It’s not often I take my own advice, but I “top-tipped” the Rannerdale Valley for bluebells in May when blogging about a winter walk around Crummock Water in mid-February, so it only seemed fair to head that way myself on my last day off. This late spring walk started – as my walks so often do – with a bus ride, or rather two of them: Stagecoach Cumbria’s #555 from Kendal to Keswick, a leisurely sweep through the central lakes, followed by a short hop on the #77, until a request stop at Rannerdale Farm, just short of Buttermere.

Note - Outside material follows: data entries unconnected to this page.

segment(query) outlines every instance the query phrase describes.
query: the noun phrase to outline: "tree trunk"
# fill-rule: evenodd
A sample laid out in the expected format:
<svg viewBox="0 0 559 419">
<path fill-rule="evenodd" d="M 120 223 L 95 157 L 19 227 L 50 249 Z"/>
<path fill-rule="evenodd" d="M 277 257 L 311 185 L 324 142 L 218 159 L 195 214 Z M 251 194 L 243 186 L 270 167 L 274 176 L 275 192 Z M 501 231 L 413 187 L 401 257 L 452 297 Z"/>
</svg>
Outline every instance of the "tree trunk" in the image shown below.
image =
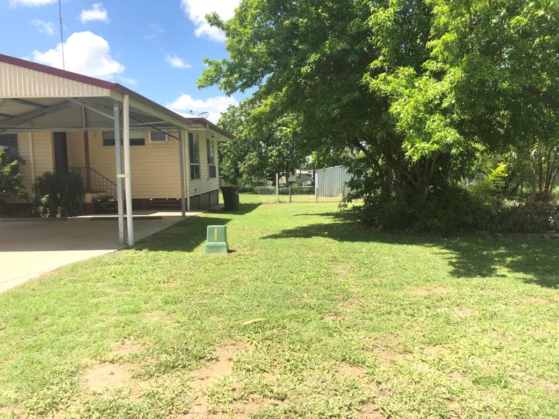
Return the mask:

First up, the famed bluebells themselves – delicate, slow growing and protected under the Wildlife and Countryside Act 1981 – in the much loved, heavily Instagrammed Rannerdale valley. Wainwright records Rannerdale’s (spelt Rannadale on the signs along the path but Rannerdale on the map) tumultuous past, pitching the valley as stage for a fierce battle in which the English routed Norman invaders in the years after the conquest. Today, though the Lake District’s worst-kept secret valley is best known for a magic carpet of bluebells that remembers an ancient woodland, not bloodshed, rendered picturesque in late spring by gambolling Herdwick lambs, hawthorns in full flower, and a gentle ascent along Squat Beck, running through the valley. It really doesn’t get much better than this.

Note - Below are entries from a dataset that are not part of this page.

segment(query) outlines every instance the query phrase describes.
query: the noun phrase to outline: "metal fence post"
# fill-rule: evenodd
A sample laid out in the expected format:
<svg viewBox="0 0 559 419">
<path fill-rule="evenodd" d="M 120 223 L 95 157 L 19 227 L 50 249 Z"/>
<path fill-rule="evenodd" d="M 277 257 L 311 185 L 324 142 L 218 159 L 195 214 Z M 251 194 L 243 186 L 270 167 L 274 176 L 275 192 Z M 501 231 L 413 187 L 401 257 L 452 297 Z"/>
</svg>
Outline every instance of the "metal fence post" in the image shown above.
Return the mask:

Only it does – heading upwards and onwards along the path to Whiteless Pike, offering views of a Wainright studded cast of fells that includes Rannerdale Knotts, Mellbreak, Starling Dodd, Red Pike, High Stile, High Crag, Haystacks, Fleetwith Pike and Robinson. For anyone for whom there’s no fun in “rock without water/water with no rock” (T.S. Eliot), there’s also the glittering cascade at Moss Force to enjoy, and not one but three glorious lakes framed by the high fells: Buttermere, Crummock Water and Loweswater. All this makes for a picture perfect place for a picnic and a breather, before heading out along Wandope, a flat plateau, with broody Grasmoor on one side, jealous guardian of a bewitching view of Loweswater and the wind turbines glimmering on the Solway Firth in the far distance, and Crag Hill on the other.
Next, the descent from Coledale Hause into the hanging valley of Coledale, passing Force Crag Mine – one of the last working mines to close in the Lake District – with views north to Sand Hill, Hopegill Head and Grisedale Pike. The stream that flows out near the higher mine workings is deliciously named Pudding Beck, becoming Coledale Beck after falling down Low Force, and it dances past spoil heaps and mine water remediation ponds to the left and oak, aspen, hazel, hawthorn, birch and willow saplings to the right – these young native trees part of ongoing reforestation attempts to “slow the flow” and protect villages below Coledale from flooding exacerbated by centuries of mining, tree-felling and sheep grazing. Here, the Lake District’s past, present and future have come together to create a remarkable snapshot of the cultural landscape that brought UNESCO World Heritage Site status to the National Park in 2017.
A thought-provoking as well as inspiring walk, then – finished off beautifully with a pint of Keswick Brewery ale in the sunny beer garden at the Coledale Inn in Braithwaite, before boarding the #X5 from Workington into Keswick, and a bracing, open-topped bus ride on the #555 back into Kendal.